Ces jeux, ces cliquetis du fer sont les vacarmes
D’une jeunesse en proie à l’amour vagissant.
Les glaives sont brisés ! Comme notre jeunesse,
Ma chère ! Mais les dents, les ongles acérés,
Vengent bientôt l’épée et la dague traîtresse. »
Un talent de peintre qui lui permet également de restituer la couleur et la lumière des lieux les plus anodins :
« Et le soleil, le soir, ruisselant et superbe,
Qui, derrière la vitre où se brisait sa gerbe,
Semblait, grand œil ouvert dans le ciel curieux,
Contempler nos dîners longs et silencieux,
Répandant largement ses beaux reflets de cierge
Sur la nappe frugale et les rideaux de serge. »

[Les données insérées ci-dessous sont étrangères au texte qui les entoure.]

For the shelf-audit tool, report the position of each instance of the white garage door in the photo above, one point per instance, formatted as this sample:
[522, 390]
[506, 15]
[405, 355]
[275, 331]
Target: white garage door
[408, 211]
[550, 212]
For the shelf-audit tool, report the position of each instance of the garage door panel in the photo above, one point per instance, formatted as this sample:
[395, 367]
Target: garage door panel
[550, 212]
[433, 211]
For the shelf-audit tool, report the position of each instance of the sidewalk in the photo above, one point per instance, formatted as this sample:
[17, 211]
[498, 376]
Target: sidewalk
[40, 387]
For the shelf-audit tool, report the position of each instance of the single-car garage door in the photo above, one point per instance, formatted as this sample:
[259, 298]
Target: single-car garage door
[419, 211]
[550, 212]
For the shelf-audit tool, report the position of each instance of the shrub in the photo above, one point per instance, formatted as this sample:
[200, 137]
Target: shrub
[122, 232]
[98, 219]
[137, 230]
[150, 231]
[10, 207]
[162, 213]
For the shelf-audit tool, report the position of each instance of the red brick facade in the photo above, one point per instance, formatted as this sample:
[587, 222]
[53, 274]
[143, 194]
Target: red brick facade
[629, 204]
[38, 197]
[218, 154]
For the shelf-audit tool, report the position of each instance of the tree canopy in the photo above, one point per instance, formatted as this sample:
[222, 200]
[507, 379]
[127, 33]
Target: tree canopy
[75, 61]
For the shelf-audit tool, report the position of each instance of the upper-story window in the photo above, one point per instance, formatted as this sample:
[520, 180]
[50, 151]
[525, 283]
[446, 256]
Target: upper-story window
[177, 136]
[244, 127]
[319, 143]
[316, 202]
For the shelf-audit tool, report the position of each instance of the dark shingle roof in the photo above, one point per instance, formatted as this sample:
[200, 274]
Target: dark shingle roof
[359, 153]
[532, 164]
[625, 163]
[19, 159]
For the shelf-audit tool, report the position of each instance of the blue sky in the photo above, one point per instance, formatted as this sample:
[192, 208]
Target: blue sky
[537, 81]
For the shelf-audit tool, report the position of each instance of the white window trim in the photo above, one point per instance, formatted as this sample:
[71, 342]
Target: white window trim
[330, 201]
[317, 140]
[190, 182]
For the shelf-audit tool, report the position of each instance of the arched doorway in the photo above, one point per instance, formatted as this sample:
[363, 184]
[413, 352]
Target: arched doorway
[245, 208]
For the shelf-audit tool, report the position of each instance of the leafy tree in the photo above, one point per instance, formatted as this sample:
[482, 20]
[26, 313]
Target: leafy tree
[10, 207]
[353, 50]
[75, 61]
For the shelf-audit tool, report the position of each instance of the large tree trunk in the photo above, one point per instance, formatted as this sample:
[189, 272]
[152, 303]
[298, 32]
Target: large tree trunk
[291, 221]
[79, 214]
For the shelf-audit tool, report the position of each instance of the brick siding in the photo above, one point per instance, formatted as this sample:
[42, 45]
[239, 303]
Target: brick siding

Les Fleurs du Mal se respirent sans modération ; leur scansion envoûtante exhale un parfum capiteux qui ne peut laisser indifférent. Grisé par le rythme et la mélancolie irrépressible du spleen, le lecteur ne peut que s’incliner devant la geste poétique du poète maudit. À plusieurs reprises je me suis retrouvé à en débiter les vers intérieurement, sans chercher à en comprendre le sens, pour le pur plaisir de voir l’harmonie jaillir de leurs rimes.